At times, she too willingly ceded ground to her conservative questioners. We wish she had spoken out forthrightly in favor of empathy, a quality President Obama has said he is looking for in his judicial nominees. We would have liked to hear her boldly defend the idea of the Constitution as a living document, one that changes with the times. And we would have preferred if she had used the hearings to explain to the public that the much-mentioned distinction between judges making and applying the law has little meaning.
We may wonder why it is that Sotomayor felt the need to toe a conservative line during these hearings. After all, the Democrats have a near-filibuster-proof majority in the Senate. I don't think a Republican filibuster of this nomination will fly -- the votes just aren't there.

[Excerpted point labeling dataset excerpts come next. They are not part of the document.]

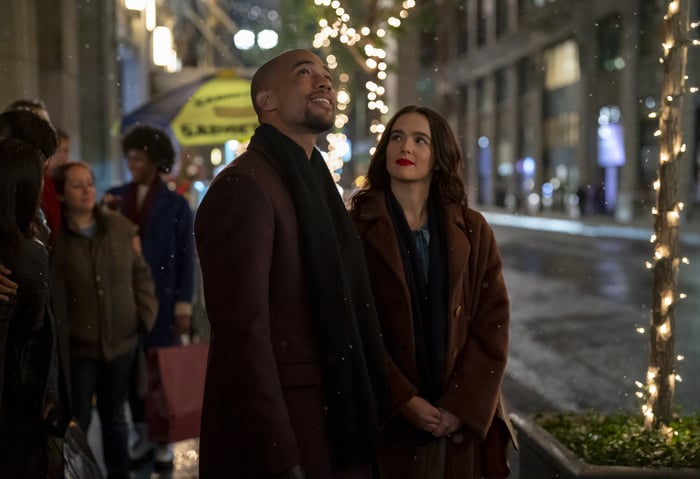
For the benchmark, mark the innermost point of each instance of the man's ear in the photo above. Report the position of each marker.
(266, 100)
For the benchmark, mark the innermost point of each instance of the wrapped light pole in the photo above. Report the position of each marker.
(661, 373)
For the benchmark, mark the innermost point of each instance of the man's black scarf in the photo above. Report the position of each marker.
(352, 357)
(428, 295)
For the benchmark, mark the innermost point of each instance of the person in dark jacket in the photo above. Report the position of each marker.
(110, 299)
(437, 279)
(26, 339)
(164, 221)
(295, 383)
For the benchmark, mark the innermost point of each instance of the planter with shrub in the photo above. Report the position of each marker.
(588, 446)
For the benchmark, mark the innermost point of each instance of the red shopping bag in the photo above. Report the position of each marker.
(175, 391)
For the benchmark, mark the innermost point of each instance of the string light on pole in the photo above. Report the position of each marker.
(362, 43)
(661, 376)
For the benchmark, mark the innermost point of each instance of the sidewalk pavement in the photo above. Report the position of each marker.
(591, 225)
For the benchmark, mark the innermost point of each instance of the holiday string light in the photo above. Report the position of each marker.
(362, 43)
(661, 376)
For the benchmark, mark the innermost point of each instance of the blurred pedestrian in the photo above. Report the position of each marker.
(442, 303)
(49, 201)
(25, 125)
(296, 369)
(26, 340)
(30, 104)
(110, 300)
(164, 221)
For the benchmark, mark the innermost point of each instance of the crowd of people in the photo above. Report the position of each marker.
(84, 291)
(360, 340)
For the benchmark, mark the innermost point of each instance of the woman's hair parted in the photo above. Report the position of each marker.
(447, 172)
(20, 186)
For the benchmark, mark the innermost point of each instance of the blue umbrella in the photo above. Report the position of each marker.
(211, 110)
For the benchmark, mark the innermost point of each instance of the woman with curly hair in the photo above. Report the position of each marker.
(164, 221)
(26, 341)
(442, 302)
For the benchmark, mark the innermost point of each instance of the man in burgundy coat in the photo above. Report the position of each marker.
(295, 383)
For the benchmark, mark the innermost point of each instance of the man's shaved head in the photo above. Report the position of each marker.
(267, 72)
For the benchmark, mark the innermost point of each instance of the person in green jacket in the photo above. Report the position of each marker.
(110, 300)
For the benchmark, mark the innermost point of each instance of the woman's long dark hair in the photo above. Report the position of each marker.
(447, 172)
(20, 186)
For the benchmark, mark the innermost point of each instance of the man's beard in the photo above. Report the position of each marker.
(317, 123)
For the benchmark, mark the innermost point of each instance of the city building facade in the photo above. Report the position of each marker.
(551, 100)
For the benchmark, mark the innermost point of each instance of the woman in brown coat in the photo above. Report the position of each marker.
(442, 302)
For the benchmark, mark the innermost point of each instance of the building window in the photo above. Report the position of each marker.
(482, 21)
(462, 28)
(526, 75)
(561, 65)
(483, 95)
(502, 85)
(501, 17)
(610, 43)
(650, 23)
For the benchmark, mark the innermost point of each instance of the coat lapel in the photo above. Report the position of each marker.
(381, 236)
(458, 246)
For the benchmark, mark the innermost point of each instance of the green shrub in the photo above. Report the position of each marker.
(620, 439)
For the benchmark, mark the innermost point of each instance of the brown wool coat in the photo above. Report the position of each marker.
(263, 409)
(477, 339)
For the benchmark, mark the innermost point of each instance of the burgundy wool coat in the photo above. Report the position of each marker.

So why the conservative positions?
Why not defend the idea of a living, breathing Constitution? Why not defend her other positions if they're so sensible? Surely she doesn't need to convince the Democrats, does she?
Or is the notion of a flexible Constitution more of a minority position than its defenders would have us all believe?
And is the distinction between judges making law and applying law really that small? Or do too many people recognize the first as that "judicial activism" that either isn't supposed to exist, or to be evenly distributed on both ends of the left/right divide?
Maybe the New York Times editorial board will spend some time defending these points, since the current nominee declines to do so.